Over the past two decades, Art Dubai has grown into one of the most influential cultural platforms in the Middle East, offering a space where regional artistic practices meet global conversations. More than an art fair, Art Dubai functions as a curatorial ecosystem—one that reflects shifting artistic, political, and technological realities across the Global South and beyond. The 2026 edition continues this trajectory, presenting a multi-layered programme that spans contemporary experimentation, modernist histories, and digital futures.
Through its core sections—Art Dubai Galleries, Bawwaba, Zamaniyyat, and Art Dubai Digital—the fair articulates a vision of art that is grounded in research, dialogue, and long-term engagement rather than spectacle or market-driven trends.
Art Dubai Galleries: Contemporary Practice and Curatorial Excellence
Art Dubai Galleries remains the central pillar of the fair, bringing together exhibitors whose programmes set benchmarks for creativity, curatorial rigor, and cultural exchange. The 2026 selection reflects a broad spectrum of contemporary and modern practices, foregrounding galleries that support artists through sustained inquiry and critical positioning.
The selection committee—Andrée Sfeir-Semler, Priyanka Raja, and Selma Feriani—represents diverse geographic and intellectual perspectives, spanning Beirut, Hamburg, Kolkata, Mumbai, and Tunis. Their collective expertise ensures a balanced selection that bridges regions, generations, and methodologies, reinforcing Art Dubai’s role as a meeting point for artistic voices from the Middle East, South Asia, Africa, and the wider world.
Bawwaba: Art as a Gateway to New Narratives
Meaning “gateway” in Arabic, Bawwaba is dedicated to solo presentations of newly commissioned work by emerging to mid-career artists. Curated for 2026 by Amal Khalaf, the section foregrounds artistic practices rooted in experimentation, research, and diasporic experience.
Bawwaba 2026 brings together galleries that operate under complex and often uncertain conditions, yet continue to sustain experimentation through community-building and collaboration. The works presented explore shared concerns such as belonging, movement, resilience, and the production of knowledge. Rather than isolating artists within individual narratives, the section emphasizes interconnectedness, positioning artistic practice as a relational and collective process.
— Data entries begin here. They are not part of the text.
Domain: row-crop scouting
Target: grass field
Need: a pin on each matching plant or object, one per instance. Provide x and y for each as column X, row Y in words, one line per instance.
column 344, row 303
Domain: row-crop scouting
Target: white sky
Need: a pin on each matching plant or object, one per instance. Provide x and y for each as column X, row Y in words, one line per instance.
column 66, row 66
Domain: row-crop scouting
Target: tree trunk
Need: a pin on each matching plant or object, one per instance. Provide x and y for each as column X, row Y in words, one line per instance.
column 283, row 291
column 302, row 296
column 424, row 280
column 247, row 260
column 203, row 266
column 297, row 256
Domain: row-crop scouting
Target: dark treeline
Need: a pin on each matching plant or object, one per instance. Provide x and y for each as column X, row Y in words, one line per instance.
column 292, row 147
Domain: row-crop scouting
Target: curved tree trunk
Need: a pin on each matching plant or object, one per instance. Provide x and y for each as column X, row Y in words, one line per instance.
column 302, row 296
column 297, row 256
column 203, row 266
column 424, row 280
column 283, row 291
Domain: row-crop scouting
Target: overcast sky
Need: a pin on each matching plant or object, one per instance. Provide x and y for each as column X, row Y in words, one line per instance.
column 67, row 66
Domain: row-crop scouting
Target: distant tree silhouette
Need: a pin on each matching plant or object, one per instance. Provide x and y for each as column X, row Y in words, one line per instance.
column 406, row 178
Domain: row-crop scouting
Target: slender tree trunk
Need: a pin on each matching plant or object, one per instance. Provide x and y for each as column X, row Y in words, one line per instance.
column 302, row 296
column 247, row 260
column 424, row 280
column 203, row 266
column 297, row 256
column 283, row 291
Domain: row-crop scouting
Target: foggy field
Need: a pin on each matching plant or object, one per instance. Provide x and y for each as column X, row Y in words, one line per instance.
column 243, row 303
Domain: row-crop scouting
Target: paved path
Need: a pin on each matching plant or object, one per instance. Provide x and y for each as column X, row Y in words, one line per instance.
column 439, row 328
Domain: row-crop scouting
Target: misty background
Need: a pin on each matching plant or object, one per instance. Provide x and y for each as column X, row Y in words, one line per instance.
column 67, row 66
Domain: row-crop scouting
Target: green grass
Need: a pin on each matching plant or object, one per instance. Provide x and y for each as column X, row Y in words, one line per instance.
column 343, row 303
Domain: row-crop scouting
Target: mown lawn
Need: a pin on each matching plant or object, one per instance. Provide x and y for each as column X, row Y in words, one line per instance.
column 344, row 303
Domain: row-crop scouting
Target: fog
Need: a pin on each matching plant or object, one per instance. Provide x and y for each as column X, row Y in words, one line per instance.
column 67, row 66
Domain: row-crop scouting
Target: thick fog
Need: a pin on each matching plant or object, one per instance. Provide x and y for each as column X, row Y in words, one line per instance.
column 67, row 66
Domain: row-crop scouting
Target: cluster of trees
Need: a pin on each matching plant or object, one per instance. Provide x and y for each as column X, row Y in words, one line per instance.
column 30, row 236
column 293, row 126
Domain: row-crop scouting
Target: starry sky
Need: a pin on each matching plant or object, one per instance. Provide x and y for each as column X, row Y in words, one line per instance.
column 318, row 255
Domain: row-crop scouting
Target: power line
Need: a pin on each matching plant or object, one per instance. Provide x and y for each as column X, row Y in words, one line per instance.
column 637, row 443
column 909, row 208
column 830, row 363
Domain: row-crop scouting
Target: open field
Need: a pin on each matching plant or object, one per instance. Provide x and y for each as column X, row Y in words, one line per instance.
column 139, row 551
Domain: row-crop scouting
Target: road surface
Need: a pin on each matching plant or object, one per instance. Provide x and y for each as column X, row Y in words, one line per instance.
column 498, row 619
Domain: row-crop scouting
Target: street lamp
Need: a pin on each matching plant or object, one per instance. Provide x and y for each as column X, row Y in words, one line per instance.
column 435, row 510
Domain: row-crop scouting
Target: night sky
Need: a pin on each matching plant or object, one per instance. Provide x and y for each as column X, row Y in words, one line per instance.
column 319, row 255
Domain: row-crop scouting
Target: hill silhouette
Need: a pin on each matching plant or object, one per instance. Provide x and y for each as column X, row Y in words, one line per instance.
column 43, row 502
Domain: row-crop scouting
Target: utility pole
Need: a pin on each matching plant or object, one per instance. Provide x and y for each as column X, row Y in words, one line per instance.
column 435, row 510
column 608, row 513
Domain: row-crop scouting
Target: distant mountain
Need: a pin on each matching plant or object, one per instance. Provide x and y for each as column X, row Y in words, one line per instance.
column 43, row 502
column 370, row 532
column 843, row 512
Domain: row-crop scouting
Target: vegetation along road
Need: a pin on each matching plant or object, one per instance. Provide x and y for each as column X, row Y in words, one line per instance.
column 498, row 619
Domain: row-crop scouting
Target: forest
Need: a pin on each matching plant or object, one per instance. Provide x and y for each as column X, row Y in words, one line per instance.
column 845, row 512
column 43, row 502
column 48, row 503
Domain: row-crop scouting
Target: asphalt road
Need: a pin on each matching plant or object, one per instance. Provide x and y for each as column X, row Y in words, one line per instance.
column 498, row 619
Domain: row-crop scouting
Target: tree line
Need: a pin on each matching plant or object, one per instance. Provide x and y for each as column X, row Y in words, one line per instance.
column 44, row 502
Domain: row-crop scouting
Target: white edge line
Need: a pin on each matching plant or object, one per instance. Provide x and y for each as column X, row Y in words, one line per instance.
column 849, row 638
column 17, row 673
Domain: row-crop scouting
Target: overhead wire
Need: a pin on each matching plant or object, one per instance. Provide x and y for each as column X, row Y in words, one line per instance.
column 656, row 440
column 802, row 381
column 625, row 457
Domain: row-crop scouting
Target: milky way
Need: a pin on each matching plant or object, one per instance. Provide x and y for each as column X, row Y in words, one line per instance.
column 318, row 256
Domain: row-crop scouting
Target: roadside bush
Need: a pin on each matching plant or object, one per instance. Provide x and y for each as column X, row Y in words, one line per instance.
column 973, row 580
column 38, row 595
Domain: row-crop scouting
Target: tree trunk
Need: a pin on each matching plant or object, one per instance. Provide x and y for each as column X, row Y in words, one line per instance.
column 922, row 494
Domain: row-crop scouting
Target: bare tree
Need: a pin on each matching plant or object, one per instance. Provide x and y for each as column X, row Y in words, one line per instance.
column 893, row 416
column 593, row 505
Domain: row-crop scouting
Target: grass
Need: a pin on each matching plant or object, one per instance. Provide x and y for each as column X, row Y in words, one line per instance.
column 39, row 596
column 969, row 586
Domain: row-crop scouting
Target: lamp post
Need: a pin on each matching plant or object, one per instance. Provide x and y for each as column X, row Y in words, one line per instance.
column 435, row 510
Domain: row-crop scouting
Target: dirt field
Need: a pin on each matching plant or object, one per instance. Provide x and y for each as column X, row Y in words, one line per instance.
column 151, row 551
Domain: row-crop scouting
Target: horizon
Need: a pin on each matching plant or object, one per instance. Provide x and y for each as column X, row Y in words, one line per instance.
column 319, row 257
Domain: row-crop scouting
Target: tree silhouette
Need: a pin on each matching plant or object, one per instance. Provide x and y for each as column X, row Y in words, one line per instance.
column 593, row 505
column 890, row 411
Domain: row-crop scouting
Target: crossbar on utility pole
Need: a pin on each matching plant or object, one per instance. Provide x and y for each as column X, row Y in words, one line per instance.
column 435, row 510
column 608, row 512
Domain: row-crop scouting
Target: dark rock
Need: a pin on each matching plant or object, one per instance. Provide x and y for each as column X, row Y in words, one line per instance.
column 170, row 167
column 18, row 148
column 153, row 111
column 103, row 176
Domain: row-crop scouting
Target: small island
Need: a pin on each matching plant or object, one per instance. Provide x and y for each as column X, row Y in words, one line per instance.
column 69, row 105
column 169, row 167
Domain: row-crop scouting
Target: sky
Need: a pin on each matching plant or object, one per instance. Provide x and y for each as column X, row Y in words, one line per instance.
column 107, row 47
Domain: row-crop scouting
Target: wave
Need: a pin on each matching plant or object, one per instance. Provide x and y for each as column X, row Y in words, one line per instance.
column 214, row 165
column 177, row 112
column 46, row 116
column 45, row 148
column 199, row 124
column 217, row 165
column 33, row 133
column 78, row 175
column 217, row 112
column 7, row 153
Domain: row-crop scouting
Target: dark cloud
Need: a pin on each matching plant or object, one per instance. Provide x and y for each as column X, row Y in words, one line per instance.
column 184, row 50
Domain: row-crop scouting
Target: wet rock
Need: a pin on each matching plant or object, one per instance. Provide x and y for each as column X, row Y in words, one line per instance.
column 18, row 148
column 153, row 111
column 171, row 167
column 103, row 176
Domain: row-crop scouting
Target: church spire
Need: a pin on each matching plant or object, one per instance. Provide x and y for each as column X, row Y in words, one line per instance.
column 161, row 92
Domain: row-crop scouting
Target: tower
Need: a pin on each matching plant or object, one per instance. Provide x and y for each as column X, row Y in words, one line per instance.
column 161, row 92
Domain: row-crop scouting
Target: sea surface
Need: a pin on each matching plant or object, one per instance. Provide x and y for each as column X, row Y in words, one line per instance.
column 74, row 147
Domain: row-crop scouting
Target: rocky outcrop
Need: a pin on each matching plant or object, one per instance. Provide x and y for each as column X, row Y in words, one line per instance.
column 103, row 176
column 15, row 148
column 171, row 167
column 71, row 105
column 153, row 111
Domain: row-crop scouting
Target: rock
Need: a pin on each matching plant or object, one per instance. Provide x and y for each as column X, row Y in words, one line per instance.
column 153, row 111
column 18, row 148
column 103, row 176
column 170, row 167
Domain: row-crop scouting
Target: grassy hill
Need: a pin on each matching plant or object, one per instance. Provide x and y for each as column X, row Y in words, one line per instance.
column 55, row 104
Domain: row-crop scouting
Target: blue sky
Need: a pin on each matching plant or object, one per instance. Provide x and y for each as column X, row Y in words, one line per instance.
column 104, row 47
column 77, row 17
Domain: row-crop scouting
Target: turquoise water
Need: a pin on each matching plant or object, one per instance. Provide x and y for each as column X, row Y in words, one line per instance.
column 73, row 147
Zamaniyyat: Rethinking Global Modernisms
Derived from the Arabic word zaman (time), Zamaniyyat offers a critical re-examination of modernism as a plural and uneven phenomenon. Curated by Sarah A. Rifky, the 2026 edition brings together 11 galleries and 45 artists from more than 20 countries.
Zamaniyyat challenges linear, Eurocentric narratives of modern art by tracing how modernist ideas moved through art schools, publications, and institutions across different geographies. The section highlights how artists in the Middle East, Africa, Asia, and Latin America actively shaped modernism, adapting and transforming it in response to local conditions. In doing so, Zamaniyyat positions modernism not as a single timeline, but as a network of overlapping histories.
Art Dubai Digital: The Present Reality of Digital Art
As the leading digital art platform within an art fair context, Art Dubai Digital continues to redefine how digital and immersive practices are experienced. Curated by Ulrich Schrauth and Nadine Khalil, the 2026 edition—titled Myth of the Digital—rejects the notion of digital art as speculative or future-bound.
Instead, the section affirms digital practice as a vital and present force within contemporary art. Installation-led and multisensory works take centre stage, ranging from AI-driven data sculptures and interactive screen-based environments to digital stained glass and textile-inspired surfaces. These works challenge distinctions between physical and virtual, material and immaterial, positioning digital art as deeply embedded in cultural and social realities.
A Middle Eastern Platform with Global Reach
Art Dubai 2026 is firmly rooted in the Middle East, both geographically and conceptually. Yet its significance lies in how it connects the region to broader global discourses. By foregrounding research-driven practice, revisiting modernist histories, and embracing digital experimentation, the fair offers a model of how art platforms in the region can operate with intellectual depth and cultural responsibility.
Rather than presenting a singular narrative, Art Dubai 2026 embraces multiplicity—of time, place, medium, and perspective. In doing so, it reflects the complexity of contemporary artistic production today and reinforces Dubai’s role as a cultural crossroads between histories, futures, and lived realities.